Sondaggio sulla Commissione europea. Ottimisti e pessimisti in perfetta parità
Periodicamente l’Unione europea compie un sondaggio approfondito per testare il grado di fiducia verso varie istituzioni comunitarie. Risultato? Senza investimenti in Europa i cittadini perderanno ogni speranza in Bruxelles.
Servono investimenti in Europa
I risultati vengono distribuiti la stagione successiva. Il grafico qui sopra è quello relativo alla fiducia che gli europei ripongono nella Commissione europea, cioè, nell’organo esecutivo. Tra l’autunno del 2014 e la primavera del 2015 la fiducia è aumentata del 2% e la sfiducia è scesa di un altro 2%.

European EU flags in front of the Berlaymont building, headquarters of the European commission in Brussels
Il risultato è che l’Europa è spaccata esattamente in due tra chi ha fiducia nella Commissione Europea guidata dal lussemburghese Jean Claude Juncker e chi non ne ha: 40% per ciascuno dei due schieramenti.

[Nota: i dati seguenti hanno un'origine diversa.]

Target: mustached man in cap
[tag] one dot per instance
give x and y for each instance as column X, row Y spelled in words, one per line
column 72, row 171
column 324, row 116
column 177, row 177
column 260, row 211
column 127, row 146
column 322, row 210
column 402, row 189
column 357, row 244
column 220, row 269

L’ottimismo europeo? Nel 2011
Se si vedono però i dati sul lungo periodo, cioè a partire dal 2004, l’inversione di tendenza è evidente: 11 anni prima gli europei che avevano fiducia nella Commissione erano il 48% del totale mentre chi non ne aveva era appena al 29%.
Il punto di svolta si è avuto tra la primavera e l’autunno del 2011, cioè nel momento in cui si è rischiato seriamente il crack dell’euro e quando, in Italia, si è verificata l’esplosione dello spread dei rendimenti tra i Btp italiani e i bund tedeschi. In quel momento la dissoluzione dell’Unione fu un rischio molto reale e proprio allora gli “ottimisti” sono stati superati dai “pessimisti” continuando a restare minoranza fino al “pareggio” della primavera scorsa.